The strategic argument
The third frame of reference is strategic and it poses this question: what is the strategic fallout of handing over a nation-state’s critical communications infrastructure to a geopolitical competitor? The answer is obvious, and it would be foolish and intolerable from a national security perspective.
Three big economies, the US, Japan and Australia — all of them in the midst of structural geopolitical tensions with China — have employed this strategic argument to ban Huawei from their 5G deployment process.
Which route should India take?
India’s position on this question should be closer to that of the US and Japan rather than that of Kenya or the Netherlands. That’s because China is, after all, India’s adversary and its biggest strategic challenge. Given this situation, handing over critical communications infrastructure to companies closely connected with the Chinese party-state does not make any strategic sense.

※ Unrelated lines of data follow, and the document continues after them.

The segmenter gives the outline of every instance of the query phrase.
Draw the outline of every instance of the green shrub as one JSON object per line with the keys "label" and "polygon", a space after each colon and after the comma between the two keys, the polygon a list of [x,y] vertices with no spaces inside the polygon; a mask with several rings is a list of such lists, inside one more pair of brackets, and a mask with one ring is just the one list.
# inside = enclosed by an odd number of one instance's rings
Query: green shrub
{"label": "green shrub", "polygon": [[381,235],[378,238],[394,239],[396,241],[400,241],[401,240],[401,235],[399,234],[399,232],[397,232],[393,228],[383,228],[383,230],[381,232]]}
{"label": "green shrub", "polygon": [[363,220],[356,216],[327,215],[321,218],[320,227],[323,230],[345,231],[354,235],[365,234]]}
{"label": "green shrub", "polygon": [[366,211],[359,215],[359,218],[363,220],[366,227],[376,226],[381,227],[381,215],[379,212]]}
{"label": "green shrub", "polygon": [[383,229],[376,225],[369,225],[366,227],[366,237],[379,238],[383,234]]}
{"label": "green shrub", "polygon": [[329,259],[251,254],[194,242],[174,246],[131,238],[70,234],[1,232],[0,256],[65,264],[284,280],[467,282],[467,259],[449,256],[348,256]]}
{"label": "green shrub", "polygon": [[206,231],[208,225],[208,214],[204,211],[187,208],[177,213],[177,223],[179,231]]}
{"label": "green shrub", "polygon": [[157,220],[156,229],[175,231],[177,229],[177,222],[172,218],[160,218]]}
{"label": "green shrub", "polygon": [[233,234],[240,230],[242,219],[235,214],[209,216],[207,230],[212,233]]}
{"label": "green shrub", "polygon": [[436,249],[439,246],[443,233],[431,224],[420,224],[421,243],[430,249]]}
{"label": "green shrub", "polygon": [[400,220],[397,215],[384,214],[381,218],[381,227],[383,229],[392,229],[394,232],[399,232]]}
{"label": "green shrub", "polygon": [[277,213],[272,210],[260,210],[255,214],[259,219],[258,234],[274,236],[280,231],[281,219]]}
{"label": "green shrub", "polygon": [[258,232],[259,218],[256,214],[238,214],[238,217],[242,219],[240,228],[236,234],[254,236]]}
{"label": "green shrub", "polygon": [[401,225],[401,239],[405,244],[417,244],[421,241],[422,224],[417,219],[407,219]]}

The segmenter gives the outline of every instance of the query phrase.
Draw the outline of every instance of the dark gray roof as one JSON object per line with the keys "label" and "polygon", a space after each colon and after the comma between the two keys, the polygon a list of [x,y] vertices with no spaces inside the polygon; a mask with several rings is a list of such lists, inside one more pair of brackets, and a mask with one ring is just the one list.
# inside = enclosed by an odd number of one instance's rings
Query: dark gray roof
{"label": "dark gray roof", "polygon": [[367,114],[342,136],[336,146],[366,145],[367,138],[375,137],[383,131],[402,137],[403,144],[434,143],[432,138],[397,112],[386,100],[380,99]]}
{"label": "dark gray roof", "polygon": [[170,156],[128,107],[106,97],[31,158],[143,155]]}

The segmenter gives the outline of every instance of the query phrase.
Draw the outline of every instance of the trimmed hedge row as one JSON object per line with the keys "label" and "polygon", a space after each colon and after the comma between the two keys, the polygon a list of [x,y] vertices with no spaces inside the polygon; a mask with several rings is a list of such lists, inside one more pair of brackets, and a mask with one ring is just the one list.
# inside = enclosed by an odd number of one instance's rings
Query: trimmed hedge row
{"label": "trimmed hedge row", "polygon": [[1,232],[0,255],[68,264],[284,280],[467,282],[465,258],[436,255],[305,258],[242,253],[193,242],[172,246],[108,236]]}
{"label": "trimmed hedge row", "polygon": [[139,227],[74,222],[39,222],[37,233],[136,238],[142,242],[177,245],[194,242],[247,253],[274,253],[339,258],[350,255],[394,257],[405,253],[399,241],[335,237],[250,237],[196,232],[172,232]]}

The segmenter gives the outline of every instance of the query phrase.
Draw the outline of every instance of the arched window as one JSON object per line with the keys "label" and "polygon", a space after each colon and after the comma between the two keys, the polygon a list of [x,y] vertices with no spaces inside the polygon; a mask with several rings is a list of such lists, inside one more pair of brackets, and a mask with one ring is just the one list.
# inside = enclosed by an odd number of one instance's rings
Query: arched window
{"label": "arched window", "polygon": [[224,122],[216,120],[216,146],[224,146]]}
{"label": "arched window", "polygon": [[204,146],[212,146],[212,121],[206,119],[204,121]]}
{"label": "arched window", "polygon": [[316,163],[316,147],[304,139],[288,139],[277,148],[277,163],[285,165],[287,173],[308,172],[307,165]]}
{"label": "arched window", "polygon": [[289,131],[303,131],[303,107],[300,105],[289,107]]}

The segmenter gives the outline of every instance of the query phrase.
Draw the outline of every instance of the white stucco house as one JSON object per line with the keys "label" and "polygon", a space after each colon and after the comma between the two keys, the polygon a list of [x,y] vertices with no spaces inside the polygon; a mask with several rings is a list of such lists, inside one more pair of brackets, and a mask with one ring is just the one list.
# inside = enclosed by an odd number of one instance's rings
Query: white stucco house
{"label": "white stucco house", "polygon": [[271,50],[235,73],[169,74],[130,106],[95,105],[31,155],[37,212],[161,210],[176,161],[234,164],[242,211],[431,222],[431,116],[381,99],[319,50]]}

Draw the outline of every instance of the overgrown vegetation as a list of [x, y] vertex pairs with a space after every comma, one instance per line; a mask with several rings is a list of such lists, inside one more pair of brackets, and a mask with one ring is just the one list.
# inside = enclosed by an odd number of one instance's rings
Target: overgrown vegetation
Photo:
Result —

Even if Huawei is serious about commitment to mitigate security concerns, bestowing an adversary with geopolitical leverage is a poor strategy. Just like India is unlikely to give control of its major ports infrastructure to any Chinese company, our critical communications infrastructure also needs to be guarded.
From the economic angle, it’s probably true that banning Huawei and ZTE will result in some economic costs to India and Indians. To reduce this impact, India can consider a two-fold strategy. When it comes to critical network infrastructure, Chinese companies could be banned. On the other hand, India could welcome Huawei/ZTE 5G mobile phones with open arms because cheap 5G phones will benefit crores of Indians.
What needs to be internalised is that the question of 5G network infrastructure is too important an issue to be left to a DoT decision alone. It requires a holistic assessment of security, economic, and strategic concerns and must be taken by the cabinet committee on security. In our view, strategic concerns far outweigh the economic benefits and security fears.
Lt Gen (Dr) Prakash Menon is Director, Strategic Studies Programme, Takshashila Institution, Bangalore, and former Military Adviser in the National Security Council Secretariat. Pranay is a research fellow at the Takshashila Institution.